Qualifizierte Arbeitszeugnisse nicht mehr zeitgemäß?
Veröffentlicht | 26. März 2010 | Keine Kommentare
Wer nimmt Arbeitszeugnisse heute eigentlich noch ernst, fragt sich Personalberater Frank Adensam in einem kürzlich erschienenen Beitrag? Ihm sei zumindest nach vielen Gesprächen mit Personalverantwortlichen klar, dass die mit hohem Aufwand erstellten Lobeshymnen oft gar nicht mehr gelesen würden. Offenbar interessiere lediglich die Tätigkeitsbeschreibung, um ein paar Aufhänger fürs Vorstellungsgespräch zu haben. Ok, auch die Schlussformel sei noch ausschlaggebend, weil sie im Gegensatz zum Rest des Zeugnisses nur bedingt einklagbar sei.
Und welchen Aussagewert besitzt wohl ein Arbeitszeugnis, das der Mitarbeiter selbst erstellt hat und dem Chef lediglich zum Unterschreiben vorgelegt wurde. Laut Adensam tagtägliche Praxis in Deutschlands Unternehmen. Darüber hinaus seien Arbeitszeugnisse in der jetzigen Form zu aufwändig und zu langwierig in ihrer Erstellung, dafür besitzen sie zu wenig Aussagekraft. Und vergessen solle man auch nicht die möglichen Missverständnisse, die dadurch entstehen können, dass zahlreiche Arbeitgeber der ”Zeugnissprache” nicht mächtig seien.
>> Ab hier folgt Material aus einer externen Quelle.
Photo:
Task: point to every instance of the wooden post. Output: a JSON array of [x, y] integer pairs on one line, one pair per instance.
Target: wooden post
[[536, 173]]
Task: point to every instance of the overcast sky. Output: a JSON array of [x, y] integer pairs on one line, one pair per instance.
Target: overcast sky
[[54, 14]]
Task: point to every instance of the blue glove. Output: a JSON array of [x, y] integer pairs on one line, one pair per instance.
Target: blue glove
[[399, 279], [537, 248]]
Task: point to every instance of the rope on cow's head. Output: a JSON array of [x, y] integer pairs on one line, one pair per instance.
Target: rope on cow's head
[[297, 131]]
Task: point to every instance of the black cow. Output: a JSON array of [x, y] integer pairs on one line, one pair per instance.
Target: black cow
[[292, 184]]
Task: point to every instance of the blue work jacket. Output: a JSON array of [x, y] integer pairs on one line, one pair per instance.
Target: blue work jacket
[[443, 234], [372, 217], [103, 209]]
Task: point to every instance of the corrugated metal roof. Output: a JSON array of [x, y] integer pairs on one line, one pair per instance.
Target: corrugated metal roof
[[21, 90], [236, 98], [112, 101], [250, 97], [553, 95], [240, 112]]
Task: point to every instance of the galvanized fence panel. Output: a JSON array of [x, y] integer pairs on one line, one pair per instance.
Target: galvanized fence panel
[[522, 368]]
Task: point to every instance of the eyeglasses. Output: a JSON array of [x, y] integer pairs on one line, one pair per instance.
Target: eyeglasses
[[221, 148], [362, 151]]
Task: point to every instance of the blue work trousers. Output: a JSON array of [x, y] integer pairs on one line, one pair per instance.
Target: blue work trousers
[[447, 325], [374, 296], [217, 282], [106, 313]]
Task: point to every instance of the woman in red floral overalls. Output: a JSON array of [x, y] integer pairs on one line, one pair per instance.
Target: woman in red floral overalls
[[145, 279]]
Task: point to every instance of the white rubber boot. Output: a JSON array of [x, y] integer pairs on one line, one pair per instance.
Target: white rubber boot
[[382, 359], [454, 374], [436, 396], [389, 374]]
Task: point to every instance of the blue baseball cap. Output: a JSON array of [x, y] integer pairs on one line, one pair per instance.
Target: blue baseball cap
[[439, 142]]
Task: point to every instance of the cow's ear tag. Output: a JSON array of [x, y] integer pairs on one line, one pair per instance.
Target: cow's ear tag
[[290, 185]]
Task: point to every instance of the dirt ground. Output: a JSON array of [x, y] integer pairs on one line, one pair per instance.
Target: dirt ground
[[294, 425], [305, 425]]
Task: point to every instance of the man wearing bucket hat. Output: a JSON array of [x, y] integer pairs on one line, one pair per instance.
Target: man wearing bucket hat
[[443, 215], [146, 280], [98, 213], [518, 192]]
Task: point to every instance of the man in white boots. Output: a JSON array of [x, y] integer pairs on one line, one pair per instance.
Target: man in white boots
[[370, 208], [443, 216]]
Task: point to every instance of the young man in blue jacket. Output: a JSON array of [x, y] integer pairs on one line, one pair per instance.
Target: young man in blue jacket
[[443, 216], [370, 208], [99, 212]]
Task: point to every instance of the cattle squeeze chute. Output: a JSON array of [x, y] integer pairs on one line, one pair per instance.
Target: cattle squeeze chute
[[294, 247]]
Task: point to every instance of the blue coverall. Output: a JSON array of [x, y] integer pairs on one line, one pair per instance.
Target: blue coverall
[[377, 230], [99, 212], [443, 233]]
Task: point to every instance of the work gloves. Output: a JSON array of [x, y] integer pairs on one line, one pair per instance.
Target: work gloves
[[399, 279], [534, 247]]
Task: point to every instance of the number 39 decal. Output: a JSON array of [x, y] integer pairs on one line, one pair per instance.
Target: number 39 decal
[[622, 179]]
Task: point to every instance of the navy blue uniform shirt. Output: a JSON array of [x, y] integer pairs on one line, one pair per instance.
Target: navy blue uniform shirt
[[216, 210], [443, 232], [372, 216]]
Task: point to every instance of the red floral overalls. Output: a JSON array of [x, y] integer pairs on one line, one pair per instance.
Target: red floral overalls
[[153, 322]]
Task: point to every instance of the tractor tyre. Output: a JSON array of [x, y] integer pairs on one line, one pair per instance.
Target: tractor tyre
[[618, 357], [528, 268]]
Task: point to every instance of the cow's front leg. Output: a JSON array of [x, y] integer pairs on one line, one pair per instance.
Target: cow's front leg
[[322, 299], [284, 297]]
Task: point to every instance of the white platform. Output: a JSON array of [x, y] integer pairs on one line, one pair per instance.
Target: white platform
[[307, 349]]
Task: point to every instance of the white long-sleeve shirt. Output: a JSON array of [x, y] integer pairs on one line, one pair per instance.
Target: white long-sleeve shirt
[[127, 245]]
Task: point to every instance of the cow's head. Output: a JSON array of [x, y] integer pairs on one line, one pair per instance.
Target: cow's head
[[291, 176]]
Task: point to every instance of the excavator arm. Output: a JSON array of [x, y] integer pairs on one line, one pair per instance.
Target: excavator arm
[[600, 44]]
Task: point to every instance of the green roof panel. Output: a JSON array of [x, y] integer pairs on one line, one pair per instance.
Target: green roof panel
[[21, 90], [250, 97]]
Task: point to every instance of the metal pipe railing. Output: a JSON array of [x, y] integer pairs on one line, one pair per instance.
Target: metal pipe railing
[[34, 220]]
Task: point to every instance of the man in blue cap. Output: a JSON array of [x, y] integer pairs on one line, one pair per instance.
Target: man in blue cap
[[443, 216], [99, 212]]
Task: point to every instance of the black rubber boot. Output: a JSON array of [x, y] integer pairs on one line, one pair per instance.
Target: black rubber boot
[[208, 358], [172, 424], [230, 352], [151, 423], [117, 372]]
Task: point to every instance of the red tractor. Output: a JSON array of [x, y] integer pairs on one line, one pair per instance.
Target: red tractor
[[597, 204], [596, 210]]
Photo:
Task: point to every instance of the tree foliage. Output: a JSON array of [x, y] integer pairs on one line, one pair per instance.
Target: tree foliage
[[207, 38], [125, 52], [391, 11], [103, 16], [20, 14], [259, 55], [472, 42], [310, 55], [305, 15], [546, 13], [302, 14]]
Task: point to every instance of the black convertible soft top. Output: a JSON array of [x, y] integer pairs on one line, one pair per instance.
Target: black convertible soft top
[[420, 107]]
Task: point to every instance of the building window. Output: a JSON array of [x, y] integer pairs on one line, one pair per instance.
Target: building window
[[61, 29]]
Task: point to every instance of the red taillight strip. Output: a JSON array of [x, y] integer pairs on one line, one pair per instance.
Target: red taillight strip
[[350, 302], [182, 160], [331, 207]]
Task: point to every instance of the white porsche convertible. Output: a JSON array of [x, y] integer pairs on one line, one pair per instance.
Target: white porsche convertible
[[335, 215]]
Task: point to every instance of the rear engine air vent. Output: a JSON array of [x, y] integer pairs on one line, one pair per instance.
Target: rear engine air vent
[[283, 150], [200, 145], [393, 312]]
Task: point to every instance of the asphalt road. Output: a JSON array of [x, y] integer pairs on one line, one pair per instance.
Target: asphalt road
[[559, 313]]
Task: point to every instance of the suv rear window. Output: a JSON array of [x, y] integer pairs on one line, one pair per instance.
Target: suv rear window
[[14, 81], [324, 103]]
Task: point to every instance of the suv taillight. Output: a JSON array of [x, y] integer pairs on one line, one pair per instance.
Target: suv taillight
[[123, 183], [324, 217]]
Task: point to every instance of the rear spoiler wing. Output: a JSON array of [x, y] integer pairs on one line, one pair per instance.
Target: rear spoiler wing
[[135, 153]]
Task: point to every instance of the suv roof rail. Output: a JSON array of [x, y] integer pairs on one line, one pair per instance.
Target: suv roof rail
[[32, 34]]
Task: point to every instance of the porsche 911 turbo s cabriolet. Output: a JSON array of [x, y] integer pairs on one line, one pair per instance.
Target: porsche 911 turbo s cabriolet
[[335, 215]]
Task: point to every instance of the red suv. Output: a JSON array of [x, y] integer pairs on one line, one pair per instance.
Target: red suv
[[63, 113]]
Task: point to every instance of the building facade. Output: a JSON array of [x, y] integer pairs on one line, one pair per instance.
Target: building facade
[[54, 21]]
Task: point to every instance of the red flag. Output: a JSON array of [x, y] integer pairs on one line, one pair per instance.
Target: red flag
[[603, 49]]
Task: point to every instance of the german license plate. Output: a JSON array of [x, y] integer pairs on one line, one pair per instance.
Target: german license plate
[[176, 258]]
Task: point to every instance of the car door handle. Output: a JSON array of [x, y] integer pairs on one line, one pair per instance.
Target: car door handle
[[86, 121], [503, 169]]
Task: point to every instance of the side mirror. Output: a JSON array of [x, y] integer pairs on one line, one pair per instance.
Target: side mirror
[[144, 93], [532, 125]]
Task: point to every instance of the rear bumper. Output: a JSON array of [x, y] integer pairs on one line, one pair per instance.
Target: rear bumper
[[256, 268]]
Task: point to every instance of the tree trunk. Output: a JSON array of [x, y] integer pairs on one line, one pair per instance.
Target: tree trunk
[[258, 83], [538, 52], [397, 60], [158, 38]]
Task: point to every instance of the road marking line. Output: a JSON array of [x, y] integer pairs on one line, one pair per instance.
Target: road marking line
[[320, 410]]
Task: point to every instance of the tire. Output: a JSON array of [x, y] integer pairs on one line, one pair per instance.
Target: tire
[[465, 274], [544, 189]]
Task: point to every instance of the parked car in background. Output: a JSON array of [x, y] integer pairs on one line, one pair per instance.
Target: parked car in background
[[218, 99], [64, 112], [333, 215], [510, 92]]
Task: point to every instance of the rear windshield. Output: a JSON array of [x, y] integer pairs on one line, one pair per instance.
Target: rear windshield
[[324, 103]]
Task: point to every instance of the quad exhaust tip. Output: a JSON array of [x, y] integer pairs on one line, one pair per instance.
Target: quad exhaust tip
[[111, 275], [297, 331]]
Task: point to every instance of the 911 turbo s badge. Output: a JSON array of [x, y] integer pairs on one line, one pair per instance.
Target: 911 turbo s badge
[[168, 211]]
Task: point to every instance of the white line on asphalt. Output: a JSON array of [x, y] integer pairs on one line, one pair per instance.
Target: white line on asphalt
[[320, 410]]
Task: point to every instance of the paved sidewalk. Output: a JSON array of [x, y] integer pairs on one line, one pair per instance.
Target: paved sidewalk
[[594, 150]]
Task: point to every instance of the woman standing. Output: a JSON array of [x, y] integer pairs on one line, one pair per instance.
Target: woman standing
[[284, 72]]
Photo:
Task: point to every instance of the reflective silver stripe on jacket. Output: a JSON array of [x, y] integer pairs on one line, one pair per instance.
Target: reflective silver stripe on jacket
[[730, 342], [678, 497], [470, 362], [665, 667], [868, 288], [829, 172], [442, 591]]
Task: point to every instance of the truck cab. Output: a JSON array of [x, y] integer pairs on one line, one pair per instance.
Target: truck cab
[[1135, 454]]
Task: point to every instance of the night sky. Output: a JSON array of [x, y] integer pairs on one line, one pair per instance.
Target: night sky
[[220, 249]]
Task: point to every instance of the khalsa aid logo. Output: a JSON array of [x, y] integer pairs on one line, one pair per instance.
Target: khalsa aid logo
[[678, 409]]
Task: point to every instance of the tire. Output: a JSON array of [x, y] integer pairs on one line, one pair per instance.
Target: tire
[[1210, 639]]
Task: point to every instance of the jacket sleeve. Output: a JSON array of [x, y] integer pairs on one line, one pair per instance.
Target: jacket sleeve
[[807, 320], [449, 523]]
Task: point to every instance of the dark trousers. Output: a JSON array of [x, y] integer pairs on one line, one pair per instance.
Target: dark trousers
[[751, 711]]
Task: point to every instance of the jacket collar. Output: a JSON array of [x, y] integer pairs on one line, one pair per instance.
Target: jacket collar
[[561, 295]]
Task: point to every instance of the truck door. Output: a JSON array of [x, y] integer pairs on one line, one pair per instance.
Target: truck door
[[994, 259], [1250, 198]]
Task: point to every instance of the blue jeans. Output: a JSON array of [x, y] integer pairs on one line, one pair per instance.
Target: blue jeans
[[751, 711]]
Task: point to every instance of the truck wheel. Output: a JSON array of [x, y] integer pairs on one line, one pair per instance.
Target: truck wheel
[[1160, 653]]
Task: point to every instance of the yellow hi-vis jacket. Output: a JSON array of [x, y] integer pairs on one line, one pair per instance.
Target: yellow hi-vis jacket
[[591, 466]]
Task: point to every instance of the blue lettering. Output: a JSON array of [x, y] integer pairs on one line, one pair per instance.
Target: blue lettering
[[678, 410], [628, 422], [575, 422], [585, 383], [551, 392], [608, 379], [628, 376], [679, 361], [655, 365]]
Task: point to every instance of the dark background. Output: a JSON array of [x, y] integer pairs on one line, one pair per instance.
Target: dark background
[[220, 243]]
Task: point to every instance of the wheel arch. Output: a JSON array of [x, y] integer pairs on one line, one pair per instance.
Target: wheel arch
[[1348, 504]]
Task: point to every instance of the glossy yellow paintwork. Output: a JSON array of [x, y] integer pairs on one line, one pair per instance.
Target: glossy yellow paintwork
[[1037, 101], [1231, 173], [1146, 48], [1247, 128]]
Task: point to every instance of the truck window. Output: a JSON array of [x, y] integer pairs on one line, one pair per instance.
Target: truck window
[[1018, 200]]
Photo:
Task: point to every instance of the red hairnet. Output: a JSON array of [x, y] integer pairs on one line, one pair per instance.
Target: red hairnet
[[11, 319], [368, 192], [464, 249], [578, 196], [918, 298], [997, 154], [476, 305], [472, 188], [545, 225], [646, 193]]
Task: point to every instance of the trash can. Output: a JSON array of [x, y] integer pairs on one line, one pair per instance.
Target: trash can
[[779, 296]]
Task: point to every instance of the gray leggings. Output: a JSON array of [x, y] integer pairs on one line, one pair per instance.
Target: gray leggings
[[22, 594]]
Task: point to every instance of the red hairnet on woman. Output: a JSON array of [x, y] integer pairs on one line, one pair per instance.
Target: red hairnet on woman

Das Fazit von Personalberater Frank Adensam:
Dies ist ein Plädoyer, das »qualifizierte Arbeitszeugnis« abzuschaffen und durch neutrale Tätigkeitsbeschreibungen ohne fachliche und persönliche Bewertung zu ersetzen. So würde die Abhängigkeit der ausscheidenden Mitarbeiter vom persönlichen Wohlwollen seines oder seiner Vorgesetzten reduziert und das technische Handling von Exit-Prozessen im beiderseitigen Interesse vereinfacht und beschleunigt. Außerdem würden die Kosten in der Personaladministration und in der Arbeitsgerichtsbarkeit gesenkt. Die Reduktion auf einfache Tätigkeitsbeschreibungen würde ein anachronistisches Konfliktfeld beseitigen, von dem man sich tatsächlich wundern muss, dass es im Zeitalter von Antidiskriminierung nicht schon längst verschwunden ist.